Typically, baldness refers to excessive loss of hair from the scalp. The most popular cause of this is genetic loss of hair with age. Several individuals to let the baldness run its progression unhidden and untreated. Some might cover it up with scarves, hats, makeup, or hairstyles. However, others still select one of the available treatments to restore growth and avoid further hair loss.
Diagnosis
The doctor would probably provide you a physical examination and ask about your family history and medical history before making a diagnosis. The doctor might also conduct tests like:
- Blood Test
This might help reveal medical conditions linked to hair loss, such as thyroid illness.
- Pull Test
The doctor pulls gently few dozen hairs to see how much hair would be removed. This helps recognize the shedding process stage.
- Scalp Biopsy
The doctor gets samples from several hairs plucked from your scalp or from your skin to examine the roots of the hair. This could help identify whether an infection is present.
- Light Microscopy
The doctor utilizes a unique instrument to examine trimmed hairs at the base. This helps determine potential disorders of the shaft of the hair.
Medication
Treatment for that illness would be needed if the hair loss is caused by a disease that’s underlying. This might include drugs to suppress your immune system or reduce inflammation. The doctor might recommend you to stop taking the drugs for at least 3 months if a particular drug is causing the hair loss.
Here are several medications that are approved by the FDA (Food and Drug Administration):
- Rogaine (Minoxidil)
Rogaine is a foam or liquid that you apply to your hair 2 times a day to grow hair and to avoid further loss of hair. It might be utilized by women and men. Several individuals experience a slower rate of hair loss, hair regrowth, or both with this treatment. The effect peaks after using it within 16 weeks and you must keep rubbing it to keep the benefits.
- Propecia (Finasteride)
This drug is only available to males.
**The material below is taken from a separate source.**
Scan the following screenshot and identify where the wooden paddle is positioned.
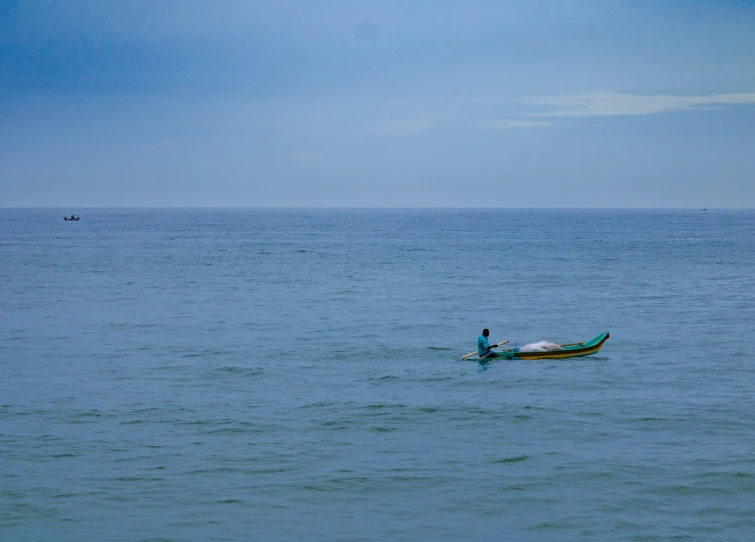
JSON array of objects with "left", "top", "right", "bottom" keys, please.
[{"left": 459, "top": 341, "right": 509, "bottom": 360}]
It is daily taken in the form of pill. A lot of men taking this drug experience some new hair growth, and slowing hair loss. You must keep taking the pill to keep the benefits.
Surgery
Only the top of the scalp is affected by the most popular type of permanent hair loss. Hair restoration or hair transplant surgery could make the most of the left hair on your scalp.
The surgeon eliminates small plugs of skin that contains several hairs from the sides or back of the scalp. The surgeon then puts the plugs into the bald parts of the scalp. You might be asked to take a hair loss drug after and before the operation to enhance the results that you want.